Rozmowy amerykańsko-rosyjskie w Arabii Saudyjskiej są ważnym krokiem w procesie negocjacji w sprawie zakończenia konfliktu w Ukrainie. Jednakże, w moim przekonaniu nie można podejmować decyzji dotyczących przyszłości Ukrainy bez udziału Ukrainy. Nasza kraj musi być obecny na wszystkich spotkaniach i negocjacjach, które mają wpływ na naszą przyszłość.
Niestety, nie zaproszono nas na to spotkanie, co jest dla nas zaskakujące i niepokojące. Dowiedzieliśmy się o nim z mediów, co świadczy o braku uwzględnienia Ukrainy w procesie negocjacyjnym. Taka sytuacja nie może mieć miejsca w kontekście ważnych decyzji dotyczących naszego kraju.
Moje stanowisko jest jasne – Ukraina musi być obecna na wszystkich spotkaniach dotyczących jej przyszłości.
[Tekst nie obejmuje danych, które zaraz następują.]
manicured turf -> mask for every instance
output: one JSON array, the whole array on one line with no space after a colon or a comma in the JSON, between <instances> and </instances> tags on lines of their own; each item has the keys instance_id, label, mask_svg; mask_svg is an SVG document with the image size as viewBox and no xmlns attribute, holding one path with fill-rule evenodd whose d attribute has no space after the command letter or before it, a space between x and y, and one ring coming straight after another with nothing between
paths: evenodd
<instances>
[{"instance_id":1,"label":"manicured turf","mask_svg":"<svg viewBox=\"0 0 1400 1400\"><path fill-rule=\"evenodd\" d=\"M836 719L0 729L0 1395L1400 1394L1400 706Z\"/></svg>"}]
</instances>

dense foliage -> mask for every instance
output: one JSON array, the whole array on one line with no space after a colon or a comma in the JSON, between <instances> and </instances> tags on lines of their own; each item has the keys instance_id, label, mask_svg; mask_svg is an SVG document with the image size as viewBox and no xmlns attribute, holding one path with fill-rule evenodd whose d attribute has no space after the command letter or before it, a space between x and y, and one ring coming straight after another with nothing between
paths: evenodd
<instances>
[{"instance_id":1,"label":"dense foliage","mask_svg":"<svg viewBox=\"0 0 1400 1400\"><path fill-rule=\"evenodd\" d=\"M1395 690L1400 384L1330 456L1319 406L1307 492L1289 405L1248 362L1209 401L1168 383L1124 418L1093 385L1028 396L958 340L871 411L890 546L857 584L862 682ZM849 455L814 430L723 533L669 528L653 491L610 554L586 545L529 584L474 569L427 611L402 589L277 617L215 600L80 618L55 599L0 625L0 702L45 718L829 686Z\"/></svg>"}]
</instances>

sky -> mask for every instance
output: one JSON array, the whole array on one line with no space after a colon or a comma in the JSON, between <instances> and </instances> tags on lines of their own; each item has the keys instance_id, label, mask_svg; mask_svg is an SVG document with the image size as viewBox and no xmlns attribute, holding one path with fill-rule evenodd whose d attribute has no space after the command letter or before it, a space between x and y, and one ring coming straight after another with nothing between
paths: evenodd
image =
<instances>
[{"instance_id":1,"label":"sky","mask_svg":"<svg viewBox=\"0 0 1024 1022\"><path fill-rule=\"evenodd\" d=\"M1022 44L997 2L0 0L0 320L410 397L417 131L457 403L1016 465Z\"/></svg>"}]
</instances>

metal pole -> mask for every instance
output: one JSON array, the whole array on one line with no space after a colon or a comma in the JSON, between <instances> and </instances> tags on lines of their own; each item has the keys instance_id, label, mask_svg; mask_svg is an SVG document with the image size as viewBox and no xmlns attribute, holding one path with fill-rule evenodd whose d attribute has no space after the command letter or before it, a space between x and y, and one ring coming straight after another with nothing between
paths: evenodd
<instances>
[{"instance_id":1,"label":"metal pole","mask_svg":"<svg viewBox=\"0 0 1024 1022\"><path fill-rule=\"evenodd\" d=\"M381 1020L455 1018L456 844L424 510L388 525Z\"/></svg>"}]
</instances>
Wierzę, że tylko poprzez współpracę i dialog możemy osiągnąć trwałe rozwiązanie konfliktu i zapewnić pokój na Ukrainie. Dlatego też, mimo trudności, podjąłem decyzję o nieuczestnictwie w spotkaniu w Arabii Saudyjskiej. Jesteśmy gotowi do dalszych negocjacji i działania na rzecz pokoju i stabilizacji na Ukrainie.
Zdjęcie główne artykułu pochodzi ze strony tvp.info.